Surprising Studies Are Usually Wrong - williamkuszmaul
https://algorithmsoup.wordpress.com/2018/09/20/surprising-studies-are-usually-wrong/
======
pknight
The first example is about "power posing", it's suggested that this has been
"debunked". This has become a controversial topic for some reason (the idea
that posture influences mood and mindset is not particularly surprising, but
ok) but the episode has less to do about a surprising study being wrong and
more to do with people getting carried away with findings.

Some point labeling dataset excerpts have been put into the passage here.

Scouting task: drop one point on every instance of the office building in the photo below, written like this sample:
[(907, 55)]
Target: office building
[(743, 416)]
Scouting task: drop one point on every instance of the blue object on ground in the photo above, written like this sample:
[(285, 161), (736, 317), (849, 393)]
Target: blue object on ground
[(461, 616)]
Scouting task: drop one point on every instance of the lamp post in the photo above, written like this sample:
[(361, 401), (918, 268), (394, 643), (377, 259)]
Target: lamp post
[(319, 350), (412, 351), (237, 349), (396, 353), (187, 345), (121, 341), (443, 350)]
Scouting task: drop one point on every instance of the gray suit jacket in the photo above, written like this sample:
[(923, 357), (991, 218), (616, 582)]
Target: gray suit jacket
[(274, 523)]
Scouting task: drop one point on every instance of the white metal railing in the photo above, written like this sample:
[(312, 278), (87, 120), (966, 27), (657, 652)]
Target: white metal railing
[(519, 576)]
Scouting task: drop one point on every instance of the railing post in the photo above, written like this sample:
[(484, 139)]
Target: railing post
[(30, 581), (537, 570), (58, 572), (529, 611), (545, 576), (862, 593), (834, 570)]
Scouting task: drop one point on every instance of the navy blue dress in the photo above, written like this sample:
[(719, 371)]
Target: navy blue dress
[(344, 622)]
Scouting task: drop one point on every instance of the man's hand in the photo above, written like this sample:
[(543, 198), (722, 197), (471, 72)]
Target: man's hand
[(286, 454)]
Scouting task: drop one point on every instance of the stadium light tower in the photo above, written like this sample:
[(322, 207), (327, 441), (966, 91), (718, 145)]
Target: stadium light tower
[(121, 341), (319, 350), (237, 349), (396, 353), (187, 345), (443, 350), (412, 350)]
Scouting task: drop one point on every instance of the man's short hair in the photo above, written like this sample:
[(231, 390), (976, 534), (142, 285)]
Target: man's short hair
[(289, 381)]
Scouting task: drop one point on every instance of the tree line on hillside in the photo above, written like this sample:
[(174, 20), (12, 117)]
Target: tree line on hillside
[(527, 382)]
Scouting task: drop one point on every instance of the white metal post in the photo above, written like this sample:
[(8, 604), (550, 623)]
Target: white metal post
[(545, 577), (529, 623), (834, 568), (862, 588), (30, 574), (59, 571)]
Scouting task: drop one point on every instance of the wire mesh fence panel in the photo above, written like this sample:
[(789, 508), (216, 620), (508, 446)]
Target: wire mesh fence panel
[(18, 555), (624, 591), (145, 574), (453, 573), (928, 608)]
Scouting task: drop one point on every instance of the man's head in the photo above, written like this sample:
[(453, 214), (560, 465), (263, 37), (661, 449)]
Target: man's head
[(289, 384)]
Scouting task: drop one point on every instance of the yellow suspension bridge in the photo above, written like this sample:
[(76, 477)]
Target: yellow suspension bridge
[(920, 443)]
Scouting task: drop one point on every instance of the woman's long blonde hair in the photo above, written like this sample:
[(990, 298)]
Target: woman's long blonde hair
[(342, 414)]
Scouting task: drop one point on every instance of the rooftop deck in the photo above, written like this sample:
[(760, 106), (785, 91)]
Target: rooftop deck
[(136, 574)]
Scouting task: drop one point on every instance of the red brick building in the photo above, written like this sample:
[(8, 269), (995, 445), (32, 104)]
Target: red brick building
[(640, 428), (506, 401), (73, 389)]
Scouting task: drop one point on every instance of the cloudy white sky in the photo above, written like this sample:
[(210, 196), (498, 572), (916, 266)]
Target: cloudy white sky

It's interesting that we treat the debunking treatment with the same appetite
for salaciousness though. Very little actual skepticism is reserved for those
doing the debunking, because just as people yearn for positive results, they
also like to see people being taken down. In Amy Cuddy's case it is
particularly strange how personal people got who have attacked her and her
line of research became and how eager people are to use the pseudoscience
label despite the fact that this is serious research striving to understand a
topic that isn't even that controversial to start with. Where does all that
passion come from?

In any case, when follow-up studies fail to reproduce earlier findings or when
other authors spot issues with the experimental methods used, this is just
science working properly. Unsuccessful studies in the wake of a surprising
study don't immediately indicate that the earlier study was a failure and to
suggest so is to do the scientific method is disservice. A good line of
research is going to produce successful and unsuccessful studies, calls for
moderate interpretation of findings should go both ways and with respect to
how we develop an understanding in the first place.

And for what it is worth, a further analysis of 55 studies from 2017 does show
that the line of research has merit. See:

P-Curving a More Comprehensive Body of Research on Postural Feedback Reveals
Clear Evidential Value for Power-Posing Effects: Reply to Simmons and
Simonsohn (2017)